This week I had an opportunity to share Google Drive with Deb Tierney and Nancy Hicks and their students at River City Middle School. Within the class period students had logged into their sd273 accounts, created their first document, shared it with their teacher, and received digital feedback!
Their words capture the power of Google Drive:
“This has been the biggest move forward in technology use that I’ve seen this school-year. I had no idea how many students were already using the drive personally. ” -Ms. Tierney
“As the eighth grade students at RiverCityMiddle School completed an English assignment on topic sentences, it was exciting to see how engaged they were as they word processed using Google Chrome. I was able to provide them with immediate feedback on their sentence structure, capitalization, and punctuation skills. As a result, they were easily encouraged to achieve at a higher level.”-Mrs. Hicks
Eighth grade student Ricky said, “This was a rad way to complete our work.” Allie added, “We were easily able to focus on the assignment using Google Chrome. I did not zone out.”
If you would like support using Drive with your students, please contact me. I am available from 7:00am-11:30am and after 2:30pm. Here is a handout I made for using Drive with students. You may need to log in with your Drive account (email@example.com) to view it.

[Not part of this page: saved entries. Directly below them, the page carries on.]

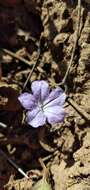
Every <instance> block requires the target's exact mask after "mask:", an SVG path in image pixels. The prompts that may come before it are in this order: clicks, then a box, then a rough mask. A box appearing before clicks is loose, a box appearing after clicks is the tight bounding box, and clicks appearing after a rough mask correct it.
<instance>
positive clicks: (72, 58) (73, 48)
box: [61, 0, 81, 85]
mask: <svg viewBox="0 0 90 190" xmlns="http://www.w3.org/2000/svg"><path fill="white" fill-rule="evenodd" d="M80 17H81V0H78V16H77V28H76V33H75V42H74V46H73V50H72V55H71V59H70V63H69V65H68V68H67V71H66V74H65V76H64V78H63V80H62V82H61V85H65V83H66V80H67V77H68V74H69V72H70V68H71V65H72V63H73V59H74V55H75V50H76V46H77V42H78V38H79V27H80Z"/></svg>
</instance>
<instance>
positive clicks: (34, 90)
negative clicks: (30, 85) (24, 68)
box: [31, 80, 50, 102]
mask: <svg viewBox="0 0 90 190" xmlns="http://www.w3.org/2000/svg"><path fill="white" fill-rule="evenodd" d="M31 89H32V92H33V95H34V97H35V98H36V99H38V101H41V102H43V101H44V100H45V99H46V98H47V96H48V95H49V91H50V89H49V86H48V83H47V82H46V81H44V80H41V81H38V80H37V81H34V82H33V83H32V85H31Z"/></svg>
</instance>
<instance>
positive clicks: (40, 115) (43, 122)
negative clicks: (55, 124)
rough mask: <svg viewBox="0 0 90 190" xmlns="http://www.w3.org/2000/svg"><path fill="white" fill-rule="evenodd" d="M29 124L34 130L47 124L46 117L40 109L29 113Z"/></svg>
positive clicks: (35, 109) (38, 109) (34, 109)
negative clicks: (46, 122) (30, 125)
mask: <svg viewBox="0 0 90 190" xmlns="http://www.w3.org/2000/svg"><path fill="white" fill-rule="evenodd" d="M27 123H28V124H29V125H31V126H32V127H34V128H37V127H39V126H42V125H44V124H45V123H46V116H45V115H44V114H43V111H41V110H40V109H39V108H38V107H37V108H36V109H33V110H32V111H28V112H27Z"/></svg>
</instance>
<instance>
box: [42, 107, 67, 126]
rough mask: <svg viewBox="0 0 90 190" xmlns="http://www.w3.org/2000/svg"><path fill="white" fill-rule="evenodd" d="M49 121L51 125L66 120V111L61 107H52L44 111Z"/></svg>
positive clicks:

Below are some Google Drive tips that may help you use Drive with your students:
Tip 1: Create groups to easily share documents with your classes. In your sd273.com GMAIL, create a contact group (5th period or AP English). Add all of your students e-mail address. In the future share docs and assignments with that contact group. You can use this spreadsheet doc I created to easily input student e-mail addresses (use their legal names from your roster). You may need to log in with your Drive account (firstname.lastname@example.org) to view it.
Tip 2: Create a class folder and share that folder with your students or contact group. Anything you save to that folder will be shared with your students.
Tip 3: Mark handouts and worksheets as “View Only” when you share them with your students. This will prevent them from changing document. If it is a worksheet, ask students to “make a copy” and share their copy with you.
Tip 4: When using a device like a smart phone or tablet, use the web based version of Google Drive instead of the app. The app has limited functionality but the web based version will give you full functionality. Make sure to scroll to the bottom of the screen and select desktop version. Also you can add a link to your home screen so the web based version is accessible like an app!
Tip 5: When you share a document with a staff member, include both their Drive account (email@example.com) and Outlook e-mail address (firstname.lastname@example.org) so they receive an e-mail notifying you have shared a document with them. It may also be nice to check the box “Paste the item itself into the email” so they receive a preview.
Do not miss this month’s Ed Tech Tuesday, Chromebooks and Google Drive. Sessions will be held at 2:45pm and 3:45pm on January 14th in room 126 at Post Falls High School. This hands on session will include the ins and outs of Chromebooks, using Chromebooks, and the basics of how to use Drive to collaborate with colleagues and facilitate classroom instruction with students.